Storage remains the primary application for the enterprise cloud, but its days as simply a low-cost warehouse for bulk data are coming to an end. Going forward, the enterprise should see a widening array (sorry) of storage options in the cloud, most of them geared toward highly targeted workloads.
According to 451 Research, overall pricing for cloud storage will continue to fall as providers shift the competitive playing field from virtual machines to object storage. Over the past year, object pricing has dropped by 14 percent compared to a 5 percent cut in VM costs. The trend is being driven by a number of factors, including the increased prevalence of cloud-native storage solutions and the fact that object storage itself is quickly emerging as a mainstream enterprise option. As well, top cloud providers are keen on maintaining competitive advantages in both compute and storage, and are likely to take the pricing war to relational database services next.https://o1.qnsr.com/log/p.gif?;n=203;c=204663295;s=11915;x=7936;f=201904081034270;u=j;z=TIMESTAMP;a=20410779;e=i
Data migration to the cloud continues to center largely on storage-related applications like disaster recovery and archiving, according to recent research by backup specialist Zetta. In a survey of 385 IT professionals, DR came in as the number one application for 36 percent of respondents, while file sharing, backup and general storage were in a statistical dead heat for second at around 30 percent. And while lower cost is still the most common reason for employing cloud storage, other factors like speed and management simplicity are emerging as key factors as well.
Cloud storage is also making its way onto leading enterprise systems and platforms, offering users an integrated solution combining low costs, high scale and broad data availability. Oracle recently linked its own storage cloud to the ZFS Storage Appliance, giving organizations a way to converge on-premises and cloud-facing data without expensive gateways or cloud-access licenses. In this way, users pay pennies per GB per month for inbound and outbound data movement while gaining advanced features like intelligent automation, all-Flash storage pools and cloud-scale data protection.
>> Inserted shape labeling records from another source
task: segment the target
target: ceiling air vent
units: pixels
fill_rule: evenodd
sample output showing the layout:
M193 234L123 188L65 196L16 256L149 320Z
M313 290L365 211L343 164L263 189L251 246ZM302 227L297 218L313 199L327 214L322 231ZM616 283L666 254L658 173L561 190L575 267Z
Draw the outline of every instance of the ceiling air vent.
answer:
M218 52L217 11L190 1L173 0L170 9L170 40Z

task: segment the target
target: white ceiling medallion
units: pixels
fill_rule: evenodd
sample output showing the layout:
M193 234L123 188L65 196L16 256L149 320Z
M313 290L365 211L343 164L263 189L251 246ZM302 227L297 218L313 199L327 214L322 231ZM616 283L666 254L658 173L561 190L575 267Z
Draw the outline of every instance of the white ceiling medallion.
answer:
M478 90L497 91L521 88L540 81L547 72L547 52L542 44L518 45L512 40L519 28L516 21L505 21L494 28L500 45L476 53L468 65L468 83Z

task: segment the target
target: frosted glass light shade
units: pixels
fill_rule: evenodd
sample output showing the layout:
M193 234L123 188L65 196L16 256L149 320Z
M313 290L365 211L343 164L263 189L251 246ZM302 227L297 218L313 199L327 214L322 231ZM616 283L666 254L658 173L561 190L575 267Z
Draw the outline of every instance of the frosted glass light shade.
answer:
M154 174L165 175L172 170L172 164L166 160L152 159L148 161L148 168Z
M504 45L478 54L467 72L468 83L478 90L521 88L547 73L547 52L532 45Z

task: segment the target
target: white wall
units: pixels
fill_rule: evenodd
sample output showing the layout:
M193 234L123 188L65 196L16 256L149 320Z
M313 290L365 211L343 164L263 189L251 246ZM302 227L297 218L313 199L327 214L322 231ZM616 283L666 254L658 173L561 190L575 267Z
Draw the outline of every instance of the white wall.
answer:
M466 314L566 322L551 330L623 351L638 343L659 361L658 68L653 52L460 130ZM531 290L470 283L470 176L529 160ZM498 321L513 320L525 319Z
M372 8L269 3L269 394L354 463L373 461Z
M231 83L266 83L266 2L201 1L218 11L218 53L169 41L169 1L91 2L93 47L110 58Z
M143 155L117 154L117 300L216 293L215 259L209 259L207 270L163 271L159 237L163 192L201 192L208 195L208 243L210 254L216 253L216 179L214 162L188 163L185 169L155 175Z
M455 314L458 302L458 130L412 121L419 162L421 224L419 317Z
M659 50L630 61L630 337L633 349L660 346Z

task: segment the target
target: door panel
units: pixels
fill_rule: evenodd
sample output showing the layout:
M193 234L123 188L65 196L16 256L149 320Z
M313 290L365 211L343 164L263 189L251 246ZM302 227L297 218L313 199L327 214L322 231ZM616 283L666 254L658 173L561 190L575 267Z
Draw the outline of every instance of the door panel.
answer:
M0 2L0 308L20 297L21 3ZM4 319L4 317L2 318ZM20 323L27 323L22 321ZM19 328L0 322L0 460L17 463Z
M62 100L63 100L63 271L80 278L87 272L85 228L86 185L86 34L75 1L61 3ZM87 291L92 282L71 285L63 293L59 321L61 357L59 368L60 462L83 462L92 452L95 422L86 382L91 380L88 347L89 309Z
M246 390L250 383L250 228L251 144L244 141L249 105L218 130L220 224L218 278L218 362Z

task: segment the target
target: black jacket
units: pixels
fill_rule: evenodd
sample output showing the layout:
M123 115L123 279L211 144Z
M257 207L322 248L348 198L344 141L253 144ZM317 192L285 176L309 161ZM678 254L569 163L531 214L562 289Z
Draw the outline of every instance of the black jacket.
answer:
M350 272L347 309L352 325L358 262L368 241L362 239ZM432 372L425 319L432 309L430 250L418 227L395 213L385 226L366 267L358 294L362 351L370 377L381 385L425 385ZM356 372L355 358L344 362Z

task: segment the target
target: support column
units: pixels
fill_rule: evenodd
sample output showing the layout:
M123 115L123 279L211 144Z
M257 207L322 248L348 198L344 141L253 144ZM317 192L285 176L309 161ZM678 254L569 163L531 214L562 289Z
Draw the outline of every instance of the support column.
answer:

Recent developments are also making it easier for the enterprise to establish integrated storage solutions across multiple third-party clouds. Open-source storage management firm NextCloud recently added a blockchain solution from a company called Sia that allows organizations to build encrypted, distributed storage pools using virtually any provider. While blockchain is typically used as an online ledger for digital currency, it also has broad applications in non-financial settings in which data veracity is still a top priority. Sia maintains it can cut cloud storage costs by a factor of 10 compared to leading solutions like Amazon S3.
Clearly, the cloud will prove to be a valuable asset as the enterprise transitions to a digital services model through initiatives like the Internet of Things and Big Data analytics. Even if only a fraction of the data generated in the coming years is worth saving, it still represents a substantial increase in volume that can only be realistically accommodated by low-cost, cloud-based solutions.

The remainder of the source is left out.